The key findings of the study are:
– 32 per cent (21 out of 65) of the food product samples tested were GM-positive.
– About 80 per cent (16 out of 21) of those which tested positive were imported. These were made of or used soy, corn and rapeseed and were imported from Canada, the Netherlands, Thailand, the UAE, and the US.
– 56 per cent (9/16) of oil samples, 25 per cent (10/39) of packaged food samples and 25 per cent (2/8) of infant food samples were GM-positive.
– All five samples of cottonseed oil from India tested positive. This is because BT-cotton is the single GM crop that has been allowed for cultivation in the country.
This should worry us. Said Bhushan. “Firstly, no permission has been given for the use of GM cottonseed oil for human consumption. Secondly, cottonseed oil is also mixed in other edible oils, particularly vanaspati, which means we are consuming it without knowing,” he said.
– GM contamination was found in infant food, sold for children with medical ailments, including allergies. Two products by Abbott Laboratories, the American healthcare company, were found to be GM-positive – one was for lactose-intolerant infants and the other was a hypoallergenic (for minimizing the possibility of an allergic reaction). Neither product has any label warning parents that this food has GM ingredients.
– Other than edible oil, no processed food sample manufactured in India was found GM-positive.
– There was no mention of GM in the labels of 65 per cent (13/20) GM-positive samples labels. These include: Canola oil brands (‘Farrell’ imported from UAE by Jindal Retails (India) Pvt Ltd; ‘Hudson’ from UAE, marketed by Dalmia Continental Pvt Ltd; ‘Jivo’ imported from Canada by Jivo Wellness Pvt Ltd);and cottonseed oil brands from India (‘Ankur’, ‘Ginni’, ‘Tirupati’ and ‘Vimal’).

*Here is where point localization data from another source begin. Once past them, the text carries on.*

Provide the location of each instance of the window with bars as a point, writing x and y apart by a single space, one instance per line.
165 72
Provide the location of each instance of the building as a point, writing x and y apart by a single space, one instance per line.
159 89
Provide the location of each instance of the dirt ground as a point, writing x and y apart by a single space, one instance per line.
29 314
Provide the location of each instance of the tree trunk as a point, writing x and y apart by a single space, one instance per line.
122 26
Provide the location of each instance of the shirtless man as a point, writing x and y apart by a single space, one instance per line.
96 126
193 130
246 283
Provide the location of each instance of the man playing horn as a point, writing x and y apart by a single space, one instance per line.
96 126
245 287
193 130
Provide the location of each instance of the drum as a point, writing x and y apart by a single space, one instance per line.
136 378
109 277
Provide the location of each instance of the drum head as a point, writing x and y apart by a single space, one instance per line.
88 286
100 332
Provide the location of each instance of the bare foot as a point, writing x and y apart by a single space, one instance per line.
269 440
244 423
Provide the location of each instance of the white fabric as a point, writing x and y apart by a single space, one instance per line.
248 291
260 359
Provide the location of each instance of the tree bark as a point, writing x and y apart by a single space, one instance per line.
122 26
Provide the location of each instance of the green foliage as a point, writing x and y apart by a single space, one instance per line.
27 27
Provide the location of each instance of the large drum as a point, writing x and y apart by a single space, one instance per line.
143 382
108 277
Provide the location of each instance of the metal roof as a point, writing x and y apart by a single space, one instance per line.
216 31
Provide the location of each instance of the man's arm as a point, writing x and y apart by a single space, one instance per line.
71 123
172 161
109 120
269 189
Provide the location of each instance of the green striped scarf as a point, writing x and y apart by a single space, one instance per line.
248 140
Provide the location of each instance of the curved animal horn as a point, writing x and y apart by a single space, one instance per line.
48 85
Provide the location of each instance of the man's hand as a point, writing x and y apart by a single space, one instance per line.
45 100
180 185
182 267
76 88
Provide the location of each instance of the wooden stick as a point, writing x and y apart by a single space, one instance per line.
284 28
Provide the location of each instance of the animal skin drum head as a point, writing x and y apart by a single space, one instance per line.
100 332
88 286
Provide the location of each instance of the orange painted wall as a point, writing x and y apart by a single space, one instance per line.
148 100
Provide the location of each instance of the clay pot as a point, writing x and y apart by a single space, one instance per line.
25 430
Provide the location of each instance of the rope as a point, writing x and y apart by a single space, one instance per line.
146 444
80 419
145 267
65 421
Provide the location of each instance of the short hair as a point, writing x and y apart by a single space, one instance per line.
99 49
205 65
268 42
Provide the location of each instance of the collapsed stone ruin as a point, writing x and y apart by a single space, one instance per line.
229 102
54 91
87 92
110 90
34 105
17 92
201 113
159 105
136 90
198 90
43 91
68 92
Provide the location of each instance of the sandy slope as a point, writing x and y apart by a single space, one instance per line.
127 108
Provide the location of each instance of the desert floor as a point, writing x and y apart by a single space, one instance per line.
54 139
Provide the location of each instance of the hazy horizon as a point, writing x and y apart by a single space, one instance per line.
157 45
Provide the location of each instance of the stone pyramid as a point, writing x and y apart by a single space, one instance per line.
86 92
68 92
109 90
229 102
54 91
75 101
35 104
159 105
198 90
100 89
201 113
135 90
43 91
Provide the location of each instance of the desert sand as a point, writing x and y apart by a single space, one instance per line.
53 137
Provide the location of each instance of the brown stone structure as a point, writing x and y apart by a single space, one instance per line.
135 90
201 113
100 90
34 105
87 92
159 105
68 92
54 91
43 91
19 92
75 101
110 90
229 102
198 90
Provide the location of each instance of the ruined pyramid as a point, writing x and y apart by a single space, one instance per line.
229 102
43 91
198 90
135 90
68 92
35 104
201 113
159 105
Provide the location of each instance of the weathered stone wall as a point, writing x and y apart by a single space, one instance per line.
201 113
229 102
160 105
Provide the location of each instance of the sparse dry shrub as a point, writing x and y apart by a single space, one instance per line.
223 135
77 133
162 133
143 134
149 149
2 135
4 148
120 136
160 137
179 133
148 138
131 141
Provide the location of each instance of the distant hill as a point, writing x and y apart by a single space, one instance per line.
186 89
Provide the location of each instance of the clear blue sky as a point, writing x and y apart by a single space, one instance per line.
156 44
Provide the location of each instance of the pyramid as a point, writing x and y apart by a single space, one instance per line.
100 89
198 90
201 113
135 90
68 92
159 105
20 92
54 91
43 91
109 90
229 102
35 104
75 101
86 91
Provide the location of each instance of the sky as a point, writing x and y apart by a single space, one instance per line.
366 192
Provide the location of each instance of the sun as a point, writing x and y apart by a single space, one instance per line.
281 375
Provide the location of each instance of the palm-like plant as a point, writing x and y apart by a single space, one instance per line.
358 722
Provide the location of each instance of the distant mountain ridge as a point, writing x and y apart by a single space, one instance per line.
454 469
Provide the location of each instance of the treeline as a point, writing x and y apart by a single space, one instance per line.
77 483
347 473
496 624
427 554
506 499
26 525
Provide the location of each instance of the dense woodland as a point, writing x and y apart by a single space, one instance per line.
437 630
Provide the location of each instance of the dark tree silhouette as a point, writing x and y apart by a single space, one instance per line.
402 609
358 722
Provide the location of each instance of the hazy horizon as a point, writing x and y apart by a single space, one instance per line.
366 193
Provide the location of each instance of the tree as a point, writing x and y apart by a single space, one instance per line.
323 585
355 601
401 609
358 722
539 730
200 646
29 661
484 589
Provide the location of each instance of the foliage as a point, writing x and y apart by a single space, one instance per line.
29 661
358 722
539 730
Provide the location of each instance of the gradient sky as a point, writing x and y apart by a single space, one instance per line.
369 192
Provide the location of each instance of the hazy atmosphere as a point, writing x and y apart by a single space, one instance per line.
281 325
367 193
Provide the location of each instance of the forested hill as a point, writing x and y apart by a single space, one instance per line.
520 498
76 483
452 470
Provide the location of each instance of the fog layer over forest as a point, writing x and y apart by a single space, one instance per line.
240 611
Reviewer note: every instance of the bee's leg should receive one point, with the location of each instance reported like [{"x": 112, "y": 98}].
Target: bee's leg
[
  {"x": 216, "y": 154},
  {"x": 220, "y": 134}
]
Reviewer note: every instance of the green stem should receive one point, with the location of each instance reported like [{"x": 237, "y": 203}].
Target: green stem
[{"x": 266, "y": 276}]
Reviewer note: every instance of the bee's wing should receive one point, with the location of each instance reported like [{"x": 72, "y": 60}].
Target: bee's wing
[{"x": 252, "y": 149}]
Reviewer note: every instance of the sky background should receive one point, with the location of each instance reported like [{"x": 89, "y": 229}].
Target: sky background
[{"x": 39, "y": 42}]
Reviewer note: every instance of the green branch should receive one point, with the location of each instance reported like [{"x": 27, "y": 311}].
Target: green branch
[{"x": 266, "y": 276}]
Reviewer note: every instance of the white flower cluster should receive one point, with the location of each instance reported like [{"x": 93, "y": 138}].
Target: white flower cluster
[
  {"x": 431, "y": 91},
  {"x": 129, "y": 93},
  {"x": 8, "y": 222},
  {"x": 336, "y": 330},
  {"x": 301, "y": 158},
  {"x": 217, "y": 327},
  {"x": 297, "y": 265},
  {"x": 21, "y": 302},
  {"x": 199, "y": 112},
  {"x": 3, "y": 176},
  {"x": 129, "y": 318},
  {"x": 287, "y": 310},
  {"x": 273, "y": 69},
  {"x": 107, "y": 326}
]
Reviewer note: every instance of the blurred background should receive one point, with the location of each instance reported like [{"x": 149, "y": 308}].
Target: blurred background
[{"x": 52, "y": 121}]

– Packaged foods like ‘Pancake syrup original’ and ‘Popcorn Hot N’ Spicy’ – both products of American Garden – imported in India by Bajoria Foods Pvt Ltd; ‘FrootLoops’ – a sweetened multigrain cereal from Kellogg’s imported by Newage Gourmet Foods; and ‘Crispy corn snacks’ from Bugles – distributed by General Mills Inc, USA and imported by Newage Gourmet Foods.
– Three products made false claims suggesting that no GM ingredient is used. These were ‘Candrop’ Canola oil from Canadaimported by Century Edible Cooking Oils Pvt Ltd; ‘Mori-nu silken tofu’ from the US, imported by Olive Tree Trading Pvt Ltd; and ‘PromPlus sweet whole kernel corn’ from Thailandimported by Guru KirpaImpex.
– Four products that carried labels of genetic engineering technology were ‘Butter and Garlic Croutons’ from MrsCubbison’s; ‘Corn puffs’ by Trix – distributed by General Mills Sales Inc, USA; ‘Original syrup’ from Aunt Jemima – distributed by Quaker Oats in the US; and ‘Dark corn syrup’ from Karo, US. All four products were imported by Newage Gourmet Foods.
Says Narain: “In 2008 (updated in 2012), the Indian Council of Medical Research (ICMR) had issued guidelines for determining safety of such food — it cautioned that ‘there is a possibility of introducing unintended changes, along with intended changes, which may in turn have an impact on the nutritional status or health of the consumer.’ Keeping this in mind, India should adopt a health-based precautionary principle approach to GM food regulation and labelling.”
The FSSAI has now issued a draft notification on labelling, which includes GM food. Says Amit Khurana, programme director, food safety and toxins, CSE: “The FSSAI notification says that any food that has 5 per cent or more GM ingredients, shall be labelled, provided this GM ingredient constitutes the top three ingredients in terms of percentage in the product. The exemption limit of 5 per cent is very relaxed compared to other countries such as the EU, Australia and Brazil, which have limits at or below 1 per cent.”